3.3 AGENTS.md — The Repo Carries Its Own Agent Spec

If every agent entering a repository must follow the same rules (language, conventions, prohibitions), eventually the repository has to carry that spec itself. The 0.14 harness auto-reads AGENTS.md from the workspace root and injects it into the model. It's likely to become the unifying standard that tidies up the era of per-tool files like CLAUDE.md, CURSOR.md, and .cursorrules. ManoIT's internal template:

# AGENTS.md | Project: ManoIT Auto Blog | v1.0

## Identity
- Language: Korean (comments/docs), English (code/variables)
- Convention: snake_case (variables), PascalCase (classes)

## Tools Allowed
- apply_patch: yes
- shell: limited (no curl/wget to external)
- mcp:notion: read-only
- mcp:github: PR open + comment

## Forbidden
- Modify .env, secrets/*, deploy/*
- Direct egress except via approved MCP servers
- Force-push or rewrite git history

## Output
- All Korean prose with English technical terms in parentheses
- Code comments in Korean
- API response envelope: {success, data, error, meta}

4. Subagents — One Harness, Many Containers

The Subagent pattern in 0.14 is the model where "one agent spins up many children in parallel." Each child runs in an independent sandbox, and the parent harness aggregates results. The point is isolation — files produced by child A do not pollute child B's workspace. That single fact materially improves long-horizon automation reliability.

Pattern	0.13-and-earlier ops	0.14 Subagents	Outcome
Multi-repo analysis	Serial loop	One child per repo, parallel	n×1 → 1× (within limits)
Bulk PR reviews	Queue processing	One child per PR, parent aggregation	Report consistency ↑
Long builds	One container accumulating state	Child-level build+test, parent gate	Failure isolation
Large datasets	Hand-rolled sharding	One shard per sandbox, parent merge	Less code

Watch the model-call volume. As children multiply, calls multiply too. 0.14 doesn't force a summarization step when the parent aggregates, but ManoIT requires the parent to run a single summarization pass once child output tokens cross a threshold. Cost scales with child count, but context pollution stays bounded.

5. Checkpoint · Snapshot · Rehydration — Containers That Are Allowed to Die

This is the first place the SDK itself guarantees durability. When a sandbox container expires or crashes, the harness spins up a new one and restores state from the last checkpoint to resume. Two stages happen in practice.

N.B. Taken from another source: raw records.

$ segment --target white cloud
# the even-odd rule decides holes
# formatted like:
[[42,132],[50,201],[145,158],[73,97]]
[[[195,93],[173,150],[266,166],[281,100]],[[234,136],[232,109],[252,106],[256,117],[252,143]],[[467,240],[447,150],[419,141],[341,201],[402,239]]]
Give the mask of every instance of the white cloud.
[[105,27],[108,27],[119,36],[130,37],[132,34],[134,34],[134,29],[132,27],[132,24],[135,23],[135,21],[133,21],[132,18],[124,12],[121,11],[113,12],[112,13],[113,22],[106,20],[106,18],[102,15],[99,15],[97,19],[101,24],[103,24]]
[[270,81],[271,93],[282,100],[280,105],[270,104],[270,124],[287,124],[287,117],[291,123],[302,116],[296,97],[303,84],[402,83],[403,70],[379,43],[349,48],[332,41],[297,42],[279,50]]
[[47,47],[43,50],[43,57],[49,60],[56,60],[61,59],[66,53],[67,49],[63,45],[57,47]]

1) Snapshot — The harness snapshots the workspace, memory, and conversation state at intervals. Where it's stored depends on the provider adapter (Daytona has native snapshots; Modal uses volume snapshots). 2) Rehydration — The next call brings up a new container, unpacks the snapshot to restore the last state, and prompts the model to "continue from the last point." The model rediscovers where it left off through its memory.

This pattern removes the old constraint that "an hour-plus migration must fit inside a one-hour container." After 0.14 lands, ManoIT pilot-ran a three-hour monorepo migration twice; both runs survived mid-flight container expirations and converged to the same result.

6. MCP as First-Class — Externalizing the Tool Graph

The quietest but most consequential change in 0.14 is the MCP surface. MCP used to be an optional dependency wrapped by the SDK separately. In 0.14 it's built-in tooling — function tools and MCP tools are exposed to the model under the same tool-tree shape. Two things become natural.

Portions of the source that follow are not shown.